Author Contributions
D.M.A. conceptualised the study. E.D., D.M.A., and M.J.C. contributed to study design. E.D. developed the dataset and analysed the data. E.D. and M.J.C had full access to and verified the underlying study data. E.D. drafted the manuscript. All authors contributed to the interpretation of data. All authors reviewed results, revised the manuscript, approved its final version, and agreed to be accountable for all aspects of the work.
Acknowledgements
This study is based on data from the Clinical Practice Research Datalink (CPRD) obtained under license from the UK Medicines and Healthcare products Regulatory Agency (MHRA). The data is provided by patients and collected by the NHS as part of their care and support.
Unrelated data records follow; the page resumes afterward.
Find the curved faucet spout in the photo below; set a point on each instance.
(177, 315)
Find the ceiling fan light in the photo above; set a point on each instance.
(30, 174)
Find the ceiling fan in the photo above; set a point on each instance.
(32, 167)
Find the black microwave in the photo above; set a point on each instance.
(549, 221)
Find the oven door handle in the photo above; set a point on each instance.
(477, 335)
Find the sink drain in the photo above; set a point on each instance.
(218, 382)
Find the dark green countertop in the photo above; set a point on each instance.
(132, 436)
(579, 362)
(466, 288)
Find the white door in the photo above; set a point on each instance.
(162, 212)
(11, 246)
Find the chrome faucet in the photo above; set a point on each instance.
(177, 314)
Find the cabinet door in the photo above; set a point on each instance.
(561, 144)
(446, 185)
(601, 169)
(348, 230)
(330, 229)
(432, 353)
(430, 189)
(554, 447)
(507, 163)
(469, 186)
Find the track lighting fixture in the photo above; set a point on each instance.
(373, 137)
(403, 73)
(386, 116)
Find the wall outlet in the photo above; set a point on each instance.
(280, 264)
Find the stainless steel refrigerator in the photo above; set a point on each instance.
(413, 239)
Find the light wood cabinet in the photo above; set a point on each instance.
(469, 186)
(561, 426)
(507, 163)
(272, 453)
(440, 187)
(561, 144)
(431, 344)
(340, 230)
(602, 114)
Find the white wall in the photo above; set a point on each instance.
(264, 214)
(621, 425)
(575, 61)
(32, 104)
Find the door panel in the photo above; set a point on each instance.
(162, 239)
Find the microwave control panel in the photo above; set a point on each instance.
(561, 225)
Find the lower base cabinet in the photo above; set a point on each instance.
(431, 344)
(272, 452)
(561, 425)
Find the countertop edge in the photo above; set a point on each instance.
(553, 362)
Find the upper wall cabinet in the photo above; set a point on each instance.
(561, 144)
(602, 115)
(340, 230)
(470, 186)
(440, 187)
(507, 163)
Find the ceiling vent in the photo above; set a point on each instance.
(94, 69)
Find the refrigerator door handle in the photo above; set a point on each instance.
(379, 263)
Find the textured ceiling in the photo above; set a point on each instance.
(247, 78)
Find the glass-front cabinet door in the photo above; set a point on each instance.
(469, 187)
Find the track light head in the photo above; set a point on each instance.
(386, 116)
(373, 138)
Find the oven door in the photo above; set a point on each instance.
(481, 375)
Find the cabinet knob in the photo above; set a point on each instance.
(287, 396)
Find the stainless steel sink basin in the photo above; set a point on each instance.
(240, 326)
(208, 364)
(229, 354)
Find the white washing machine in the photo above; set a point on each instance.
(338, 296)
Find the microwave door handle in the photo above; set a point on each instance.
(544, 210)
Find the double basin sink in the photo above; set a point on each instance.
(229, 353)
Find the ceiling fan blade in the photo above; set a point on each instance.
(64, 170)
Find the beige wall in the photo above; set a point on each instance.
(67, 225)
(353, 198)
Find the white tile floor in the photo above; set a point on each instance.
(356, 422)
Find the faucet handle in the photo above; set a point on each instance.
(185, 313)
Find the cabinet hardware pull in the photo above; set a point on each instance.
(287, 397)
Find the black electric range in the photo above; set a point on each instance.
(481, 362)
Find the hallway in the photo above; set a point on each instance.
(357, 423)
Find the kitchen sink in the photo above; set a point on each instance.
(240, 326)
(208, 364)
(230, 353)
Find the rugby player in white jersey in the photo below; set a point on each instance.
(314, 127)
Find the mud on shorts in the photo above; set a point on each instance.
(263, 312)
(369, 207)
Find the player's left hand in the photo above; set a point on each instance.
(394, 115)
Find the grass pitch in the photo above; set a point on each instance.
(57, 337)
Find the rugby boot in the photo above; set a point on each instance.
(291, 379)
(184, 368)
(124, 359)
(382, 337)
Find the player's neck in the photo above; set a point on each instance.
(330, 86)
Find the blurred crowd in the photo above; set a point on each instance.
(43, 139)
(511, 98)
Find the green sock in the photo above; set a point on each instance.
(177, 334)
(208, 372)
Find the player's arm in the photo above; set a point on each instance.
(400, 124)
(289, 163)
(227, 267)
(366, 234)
The interpretation and conclusions contained in this study are those of the authors alone, and not necessarily those of the MHRA, NIHR, or the Department of Health and Social Care. The study protocol was approved by CPRD's Independent Scientific Advisory Committee (reference: 22_001811). We would like to acknowledge all the data providers and general practices who make anonymised data available for research.
Ethics Statement
The study was approved by the CPRD Independent Scientific Advisory Committee (reference: 22_001811). No further ethical approval was needed.
Conflicts of Interest
A.J.A. is the National Clinical Director for Prescribing for NHS England. The other authors declare no conflicts of interest.